All these little things—the sound of laughter, a favorite number, the dash after a sentence, a freckle on a cheek—become keys to unlocking the memory and the places of the heart. If we lose them, we are afraid we will lose the love we have locked away in those places, lose the people we love but we can no longer touch. So we keep these little keys, little rituals, little reminders. But time pulls them into the past, like the undertow of a wave, and we fear to have lost what can never truly be kept.

I always imagined that life would be stretched out, pulled away from one end or another, but in fact it is not so. I find it folds back on itself. And love, like the light bouncing around a prism, makes rainbows inside.

I forgot about a joke my first husband told one night at sunset until five years later. And it came back to me, as fresh and funny as ever. And that young girl with all the tattoos and the gnarly boyfriend in the pharmacy smelled just like my mother, who also has passed. I knew she was there, and I don’t know why, but I knew it was a joke she was playing on me. It was annoying, just like her best jokes always were. And somehow I never get them completely but feel closer all the time to doing so, even though she will have been gone twenty years next year as well. And is that part of the joke? That he is gone thirty and she twenty next year? It makes sense the same way she always told me she was Mary Poppins, and then there is Walt Disney in my dream last night hiring me as artistic director and lecturing me that the illusion of magic is magic as long as it is authentic while me and Mickey and the mops danced.

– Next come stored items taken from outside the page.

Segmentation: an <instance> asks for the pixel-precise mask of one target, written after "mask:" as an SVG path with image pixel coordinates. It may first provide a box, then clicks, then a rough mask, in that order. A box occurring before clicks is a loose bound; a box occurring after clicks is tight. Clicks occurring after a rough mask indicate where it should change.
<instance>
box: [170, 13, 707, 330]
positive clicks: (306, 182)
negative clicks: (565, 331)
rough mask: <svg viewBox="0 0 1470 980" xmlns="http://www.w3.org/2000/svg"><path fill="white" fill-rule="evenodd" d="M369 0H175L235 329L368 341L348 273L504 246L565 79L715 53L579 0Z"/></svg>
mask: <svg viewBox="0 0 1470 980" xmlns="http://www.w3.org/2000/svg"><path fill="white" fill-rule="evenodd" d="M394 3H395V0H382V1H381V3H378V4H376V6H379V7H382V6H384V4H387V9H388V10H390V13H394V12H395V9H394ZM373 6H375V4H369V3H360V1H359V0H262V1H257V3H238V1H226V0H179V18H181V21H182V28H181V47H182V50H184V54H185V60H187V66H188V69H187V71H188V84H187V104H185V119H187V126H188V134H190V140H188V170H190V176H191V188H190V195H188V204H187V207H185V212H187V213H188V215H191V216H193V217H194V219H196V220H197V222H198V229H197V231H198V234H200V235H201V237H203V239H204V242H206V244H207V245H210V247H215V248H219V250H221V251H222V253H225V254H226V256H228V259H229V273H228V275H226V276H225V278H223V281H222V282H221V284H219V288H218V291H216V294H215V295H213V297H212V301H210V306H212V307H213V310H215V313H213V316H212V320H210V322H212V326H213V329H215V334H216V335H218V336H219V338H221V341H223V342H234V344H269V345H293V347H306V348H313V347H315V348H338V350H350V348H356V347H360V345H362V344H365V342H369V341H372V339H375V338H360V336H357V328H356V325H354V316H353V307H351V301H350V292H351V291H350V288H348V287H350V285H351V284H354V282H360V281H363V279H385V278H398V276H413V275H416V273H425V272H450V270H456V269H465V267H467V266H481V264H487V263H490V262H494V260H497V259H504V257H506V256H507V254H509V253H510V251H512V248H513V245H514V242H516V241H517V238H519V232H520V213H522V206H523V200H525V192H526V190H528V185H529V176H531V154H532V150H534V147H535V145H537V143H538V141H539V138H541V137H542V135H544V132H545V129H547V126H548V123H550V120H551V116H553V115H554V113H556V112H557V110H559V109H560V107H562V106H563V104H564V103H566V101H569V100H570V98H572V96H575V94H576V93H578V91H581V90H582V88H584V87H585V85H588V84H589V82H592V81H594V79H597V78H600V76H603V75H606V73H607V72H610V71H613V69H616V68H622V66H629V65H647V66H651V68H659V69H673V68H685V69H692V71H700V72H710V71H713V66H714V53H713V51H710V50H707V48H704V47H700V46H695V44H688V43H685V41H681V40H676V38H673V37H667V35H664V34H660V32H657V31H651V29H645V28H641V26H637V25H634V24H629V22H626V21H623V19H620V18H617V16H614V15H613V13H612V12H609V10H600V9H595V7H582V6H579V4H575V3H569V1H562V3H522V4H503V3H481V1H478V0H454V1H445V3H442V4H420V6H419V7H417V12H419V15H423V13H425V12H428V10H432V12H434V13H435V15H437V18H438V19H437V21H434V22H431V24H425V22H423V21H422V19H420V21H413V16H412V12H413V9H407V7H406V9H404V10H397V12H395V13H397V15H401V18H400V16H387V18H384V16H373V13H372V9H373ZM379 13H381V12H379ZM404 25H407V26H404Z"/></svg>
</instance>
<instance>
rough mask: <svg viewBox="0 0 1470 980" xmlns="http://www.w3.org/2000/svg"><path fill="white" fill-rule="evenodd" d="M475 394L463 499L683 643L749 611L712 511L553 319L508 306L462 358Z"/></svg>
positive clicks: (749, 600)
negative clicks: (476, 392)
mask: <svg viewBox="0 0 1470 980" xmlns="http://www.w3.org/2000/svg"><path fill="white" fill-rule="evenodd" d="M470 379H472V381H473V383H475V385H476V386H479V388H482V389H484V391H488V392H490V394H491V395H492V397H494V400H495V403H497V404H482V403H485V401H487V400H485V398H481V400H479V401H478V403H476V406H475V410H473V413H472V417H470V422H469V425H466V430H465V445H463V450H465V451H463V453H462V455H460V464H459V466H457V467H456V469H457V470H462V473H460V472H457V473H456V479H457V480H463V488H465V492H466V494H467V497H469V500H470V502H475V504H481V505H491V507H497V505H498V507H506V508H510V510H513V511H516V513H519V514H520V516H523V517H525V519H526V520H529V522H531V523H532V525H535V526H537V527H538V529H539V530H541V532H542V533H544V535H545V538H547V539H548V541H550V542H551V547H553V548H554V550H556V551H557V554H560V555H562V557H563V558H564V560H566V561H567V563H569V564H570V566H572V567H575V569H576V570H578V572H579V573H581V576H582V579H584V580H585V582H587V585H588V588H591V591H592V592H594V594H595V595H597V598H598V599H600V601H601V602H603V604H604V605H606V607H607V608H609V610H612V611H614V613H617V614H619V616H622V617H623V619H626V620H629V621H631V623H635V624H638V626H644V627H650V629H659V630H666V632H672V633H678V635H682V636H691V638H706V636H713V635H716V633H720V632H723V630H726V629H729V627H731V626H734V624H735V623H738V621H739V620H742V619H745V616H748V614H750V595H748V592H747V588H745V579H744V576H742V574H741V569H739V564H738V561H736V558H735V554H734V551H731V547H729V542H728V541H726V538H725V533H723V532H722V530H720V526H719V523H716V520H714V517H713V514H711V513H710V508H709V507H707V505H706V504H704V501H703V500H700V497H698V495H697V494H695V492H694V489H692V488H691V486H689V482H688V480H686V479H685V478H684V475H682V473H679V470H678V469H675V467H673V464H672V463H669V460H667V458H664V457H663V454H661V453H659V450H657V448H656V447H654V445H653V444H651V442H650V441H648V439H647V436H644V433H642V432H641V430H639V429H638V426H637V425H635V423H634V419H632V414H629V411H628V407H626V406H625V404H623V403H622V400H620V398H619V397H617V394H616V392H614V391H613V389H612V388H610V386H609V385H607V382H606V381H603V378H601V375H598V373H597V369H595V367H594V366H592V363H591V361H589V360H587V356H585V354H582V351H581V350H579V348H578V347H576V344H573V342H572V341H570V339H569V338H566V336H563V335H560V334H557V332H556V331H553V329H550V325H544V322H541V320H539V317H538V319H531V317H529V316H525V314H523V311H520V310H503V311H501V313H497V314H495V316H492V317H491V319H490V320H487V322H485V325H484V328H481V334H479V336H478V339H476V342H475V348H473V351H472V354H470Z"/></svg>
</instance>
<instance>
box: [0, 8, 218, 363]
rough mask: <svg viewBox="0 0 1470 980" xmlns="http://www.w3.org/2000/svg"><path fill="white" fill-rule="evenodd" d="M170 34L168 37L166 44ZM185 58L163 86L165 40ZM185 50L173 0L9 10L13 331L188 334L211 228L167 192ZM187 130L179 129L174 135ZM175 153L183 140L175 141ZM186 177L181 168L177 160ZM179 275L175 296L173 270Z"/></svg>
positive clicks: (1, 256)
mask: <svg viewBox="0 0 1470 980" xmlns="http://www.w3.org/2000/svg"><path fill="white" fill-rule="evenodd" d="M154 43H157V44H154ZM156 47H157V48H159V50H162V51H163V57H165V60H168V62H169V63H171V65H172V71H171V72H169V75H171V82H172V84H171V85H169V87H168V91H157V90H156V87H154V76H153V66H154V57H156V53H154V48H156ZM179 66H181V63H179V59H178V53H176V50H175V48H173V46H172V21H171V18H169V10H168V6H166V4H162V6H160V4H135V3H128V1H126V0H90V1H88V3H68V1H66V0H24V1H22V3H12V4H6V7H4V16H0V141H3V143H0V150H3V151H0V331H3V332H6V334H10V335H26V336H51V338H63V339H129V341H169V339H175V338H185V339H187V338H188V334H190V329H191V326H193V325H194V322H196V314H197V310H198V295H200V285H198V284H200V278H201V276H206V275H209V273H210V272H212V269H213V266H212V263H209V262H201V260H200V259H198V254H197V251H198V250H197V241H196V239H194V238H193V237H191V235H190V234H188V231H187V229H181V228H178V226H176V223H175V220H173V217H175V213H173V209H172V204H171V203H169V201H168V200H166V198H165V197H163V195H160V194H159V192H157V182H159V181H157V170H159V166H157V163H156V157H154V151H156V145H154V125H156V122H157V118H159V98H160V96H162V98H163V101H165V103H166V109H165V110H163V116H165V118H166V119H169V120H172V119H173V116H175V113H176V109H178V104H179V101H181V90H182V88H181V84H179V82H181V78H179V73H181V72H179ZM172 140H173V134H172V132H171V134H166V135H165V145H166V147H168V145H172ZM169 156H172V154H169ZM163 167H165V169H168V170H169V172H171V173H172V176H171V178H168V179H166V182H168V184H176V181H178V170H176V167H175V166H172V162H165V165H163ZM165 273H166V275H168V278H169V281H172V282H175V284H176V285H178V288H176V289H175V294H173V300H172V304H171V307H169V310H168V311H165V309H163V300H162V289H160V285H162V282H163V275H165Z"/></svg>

Yet there are the green grapes still on the counter. My student has gone back to France, his family enveloping him with love, and I called my brother today. I got to hear his troubles, his trials, and I realized one thing while I listened to him: I never bought green grapes because I love him. It was my way of keeping him with me wherever I went. I probably do similar little rituals for all of my siblings, for all of the people I have come to love along the way, but this is the first time I got to recognize it so clearly, so simply. How silly I am.

Today was a beautiful, sad, serious, and full day because last week I bought grapes, green grapes, for the very first time, and it was a very good joke.